Ocean acidification reduces the concentration of carbonate ions and increases those of bicarbonate ions in seawater compared with the present oceanic conditions. This altered composition of inorganic carbon species may, by interacting with ultraviolet radiation (UVR), affect the physiology of macroalgal species. However, very little is known about how calcareous algae respond to UVR and ocean acidification. Therefore, we conducted an experiment to determine the effects of UVR and ocean acidification on the calcified rhodophyte Corallina officinalis using CO2-enriched cultures with and without UVR exposure. Low pH increased the relative electron transport rates (rETR) but decreased the CaCO3content and had a miniscule effect on growth. However, UVA (4.25 W m-2) and a moderate level of UVB (0.5 W m-2) increased the rETR and growth rates in C. officinalis, and there was a significant interactive effect of pH and UVR on UVR-absorbing compound concentrations.
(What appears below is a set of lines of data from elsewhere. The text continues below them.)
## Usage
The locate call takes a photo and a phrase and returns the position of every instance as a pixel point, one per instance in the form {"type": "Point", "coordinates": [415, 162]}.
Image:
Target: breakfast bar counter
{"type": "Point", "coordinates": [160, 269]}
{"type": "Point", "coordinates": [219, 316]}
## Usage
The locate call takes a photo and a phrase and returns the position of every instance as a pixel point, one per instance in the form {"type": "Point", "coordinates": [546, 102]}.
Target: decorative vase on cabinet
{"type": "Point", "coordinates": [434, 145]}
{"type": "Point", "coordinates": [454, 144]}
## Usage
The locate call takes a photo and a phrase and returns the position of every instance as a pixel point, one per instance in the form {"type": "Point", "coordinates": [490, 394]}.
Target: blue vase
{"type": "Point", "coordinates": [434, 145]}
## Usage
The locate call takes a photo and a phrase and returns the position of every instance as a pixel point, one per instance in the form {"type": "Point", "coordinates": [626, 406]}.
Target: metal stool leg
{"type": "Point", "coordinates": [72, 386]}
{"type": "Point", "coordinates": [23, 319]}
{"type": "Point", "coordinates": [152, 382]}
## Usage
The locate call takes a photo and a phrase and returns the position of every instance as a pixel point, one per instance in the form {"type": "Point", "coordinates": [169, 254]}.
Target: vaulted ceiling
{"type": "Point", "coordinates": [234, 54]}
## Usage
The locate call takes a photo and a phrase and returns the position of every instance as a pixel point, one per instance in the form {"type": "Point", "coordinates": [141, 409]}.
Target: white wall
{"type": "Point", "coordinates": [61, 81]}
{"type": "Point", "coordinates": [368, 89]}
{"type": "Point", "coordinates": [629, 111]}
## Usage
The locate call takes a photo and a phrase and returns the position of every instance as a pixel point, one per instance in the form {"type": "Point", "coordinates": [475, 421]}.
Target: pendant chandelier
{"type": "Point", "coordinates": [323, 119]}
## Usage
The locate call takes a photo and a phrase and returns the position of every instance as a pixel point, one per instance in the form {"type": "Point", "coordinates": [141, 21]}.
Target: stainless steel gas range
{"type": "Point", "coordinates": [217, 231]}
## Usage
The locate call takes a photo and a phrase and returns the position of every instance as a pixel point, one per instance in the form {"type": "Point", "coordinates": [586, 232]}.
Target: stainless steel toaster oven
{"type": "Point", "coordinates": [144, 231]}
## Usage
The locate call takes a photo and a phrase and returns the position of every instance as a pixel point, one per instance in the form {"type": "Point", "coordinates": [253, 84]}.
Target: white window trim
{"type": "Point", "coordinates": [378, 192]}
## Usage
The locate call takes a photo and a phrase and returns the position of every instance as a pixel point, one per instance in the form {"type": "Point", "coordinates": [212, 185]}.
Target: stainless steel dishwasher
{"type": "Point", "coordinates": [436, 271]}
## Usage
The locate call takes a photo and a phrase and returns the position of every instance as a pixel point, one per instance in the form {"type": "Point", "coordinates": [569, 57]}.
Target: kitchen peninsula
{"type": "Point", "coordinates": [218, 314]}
Thus, at low irradiance, pH and UVR interact in a way that affects the multiple physiological responses of C. officinalis differently. In particular, changes in the skeletal content induced by low pH may affect how C. officinalis absorbs and uses light. Therefore, the light quality used in ocean acidification experiments will affect the predictions of how calcified macroalgae will respond to elevated CO2.